J’aimerais témoigner d’une
expérience vécue il y a quelques
années. À l’âge
d’environ trente ans, j’ai
été hospitalisé en raison de
problèmes psychiques. Le psychiatre qui s’occupait
de moi m’a dit un jour qu’à son avis, il
faudrait une mise sous tutelle, vu mon état mental
déficient. Trop mal dans ma tête à ce
moment-là pour pouvoir dire mon avis ou protester et sur la
promesse du médecin qu’il n’y en aurait
que pour deux ans, j’ai signé un papier,
confirmant par-là que j’avais besoin
d’un tuteur.
À ma sortie d’hôpital, j’ai
été placé dans un foyer. Ne voyant
rien arriver de la justice de Paix, je me suis dit que mon dossier
s’était perdu dans la nature. Mais peu
après, on m’a confirmé que la mesure
tutélaire était en marche.

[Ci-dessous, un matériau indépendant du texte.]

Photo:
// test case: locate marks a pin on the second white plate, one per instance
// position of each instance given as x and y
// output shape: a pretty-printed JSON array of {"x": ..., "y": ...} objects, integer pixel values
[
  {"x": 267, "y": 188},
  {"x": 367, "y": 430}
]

Ayant parlé
de ce problème à la directrice du foyer, celle-ci
m’a affirmé qu’à son avis une
curatelle serait plus adaptée à mon
état mental et psychique. Mais j’avais
signé !
Quelques mois plus tard, j’ai été
muté en appartement protégé, dans un
immeuble de la même localité. J’avais
des voisins, un couple chez qui je montais parfois le soir. Peu
à peu, nous avons fait plus ample connaissance, constatant
que nous nous entendions bien. Au bout d’un certain temps et
avant qu’on ne m’impose un tuteur, j’ai
demandé à mon voisin s’il serait
d’accord d’assumer cette fonction pour deux ans.
Très vite, il a accepté.
À partir de là, les choses se sont mises en
place. Il a fallu mettre au point certains détails, en
particulier tout ce qui concernait les finances. Puis, j’ai
déménagé dans une autre
localité. Tous les quinze jours, je me rendais chez mon
tuteur pour discuter et régler les problèmes
administratifs qui se présentaient. On collaborait ensemble
de façon tout à fait harmonieuse.
Au moment où je m’en suis senti apte,
j’ai émis le désir de
m’occuper moi-même de certains aspects de la vie
quotidienne, comme les divers achats, la gestion des
médicaments, les paiements mensuels, tout cela dans le but
de ne pas totalement « perdre la main » et toujours
dans la perspective de la fin de ma tutelle, que je voyais approcher.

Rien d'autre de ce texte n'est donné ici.